Solo exhibitions and performances include Plan B Gallery, Berlin; 80WSE Gallery, New York; Towner Gallery, Eastbourne; SKUC Public Gallery, Ljubljana; South London Gallery, London; Leeds City Gallery, Leeds; Spike Island, Bristol; Serpentine Gallery Pavilion, London and Tate Britain, London. She received a Paul Hamlyn Artist Award (2018-2020) and is represented by Francesca Minini Gallery, Milan and Plan B Gallery, Berlin.
Presentation
Becky will speak about her HD video A Man Restored a Broken Work (2015) (21:54 minutes) which can be viewed in advance at vimeo.com/showcase/8325924 . In this work, a man’s hands are seem repairing a damaged early woodwork by Beasley. These same hands have figured previously in the photographs Walnut Hand and Cucumber Hand (I-III) . The work references Robert Bresson’s film, A Man Escaped, both in the premature denouement of the title and in its focus on process, time and manual work. The man examines the broken pieces of each of the parts of the sculpture–the lid and the box – originally based on a narrow she box I found in Soho– and then repairs each part. The two parts are never seen together. The film ends when the second part– the lid¬ has been completed, as A Man Escaped ends when the man escapes.
Geraldine Franklin
Bio
I have a BA First Class Honours multi-Disciplinary Design Degree in Art and Design, and Post Graduate Diploma in Art Therapy. I am passionate about being creative and bringing this out in all ages in my workshops in Deptford at the Noah’s Ark. I paint with oils and acrylic paint as well as screen print and make organic forms in clay. I have taught art for thirty years and worked as an Art Therapist with all ages in schools, hospitals, day centres, a prison, hospices and adult education.
Presentation
I will speak about some commisioned pieces on the subject of love. These weren’t necessarily going to take on a spiritual nature but I felt they did. Simply put, whilst I was trying to find a way of expressing this subject on canvas, and in choosing two figures with which I wanted to express desire, the male figure I felt became like Jesus. This might sound corny, as when one sets out to create, it is not always at the forefront of thinking as to what may materialise. The figures I used were from a body of work drawn at the Lewisham Arthouse, as during lockdown I couldn’t work from a live couple. My Christian approach I am sure has brought this to the fore; therefore my feelings of interest and delight in the pieces that came out were revelatory and gave rise to positive feelings of connection and joy.

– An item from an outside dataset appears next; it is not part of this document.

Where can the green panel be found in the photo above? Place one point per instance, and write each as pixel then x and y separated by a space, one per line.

geraldinefranklin.wordpress.com
Sarah White
Bio
Sarah is a London-based artist working across installation, performance and writing. Sarah completed her MA in Fine Art at Chelsea College of Art, and her BA at Aberystwyth University (Wales). Her most recent project was a collaboration at the Round Room Residency with Koppel Project, Holborn (2020). Sarah has also worked as an artist mentor with Morphē Arts since 2012: supporting Christians working professionally in the arts and developing critical thinking and research across theology and the arts.
Presentation
Sarah will be presenting her current research concerning orientational and bodily metaphors in scripture and how these attempt to articulate what kind of encounter we can or cannot have with God. This will be related to her own collaborative performance and writing practice which has recently explored the images and language of ascent and descent, up and down, rise and fall, high and low and distance and nearness.